Species ini bila hidup di perut ruminansia akan memmenolong proses pencernaan makanannya. Tetapi untuk Entamoeba histolytica bersifat parasit pada usus manusia yang akan menyebabkan penyakit diare atau dikenal dengan penyakit amebiasis. Apabila tidak diobati, maka kista Amoeba dapat mencapai hati dan tinggal di dalamnya sampai bertahun-tahun dan suatu saat kista tersebut akan tumbuh dan menyerang organ hati. Untuk itulah, handaknya selalu mengusahakan supaya makanan/minuman yang kita konsumsi membersihkan.
(2) Foraminifera dan Radiolaria
Ciri-ciri Foraminifera dan Radiolaria adalah memiliki cangkang keras yang mengandung bahan silikon dan kalsium karbonat. Sesudah mati dan menjadi fosil, cangkang tersebut dapat menentukan umur lapisan bumi dan dapat digunakan sebagai indikator adanya sumber minyak bumi.
![]() |
| (a) Foraminifera dan (b) Radiolaria |
a. Rhizopoda yang hidup di tempat lembab, contohnya adalah Amoeba proteus.

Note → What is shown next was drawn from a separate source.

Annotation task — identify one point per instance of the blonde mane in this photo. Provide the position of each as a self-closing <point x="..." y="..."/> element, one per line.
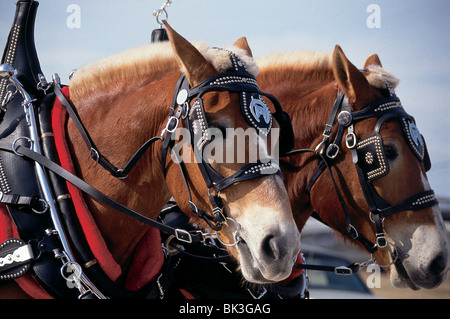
<point x="150" y="62"/>
<point x="301" y="65"/>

b. Rhizopoda yang hidup di laut, contohnya Foraminifera dan Radiolaria. Foraminifera mempunyai kerangka luar yang berongga dan terbuat dari kalsium karbonat. Sedangkan Radiolaria memiliki kerangka dalam yang terbuat dari silikac. Rhizopoda yang hidup di air tawar, contohnya antara lain Arcella yang mempunyai rangka dari zat kitin, Diflugia, dan Heliozoa.
d. Rhizopoda yang hidup parasit dalam tubuh manusia contohnya Entamoeba ginggivalis, Entamoeba hystolitica, dan Entamoeba coli.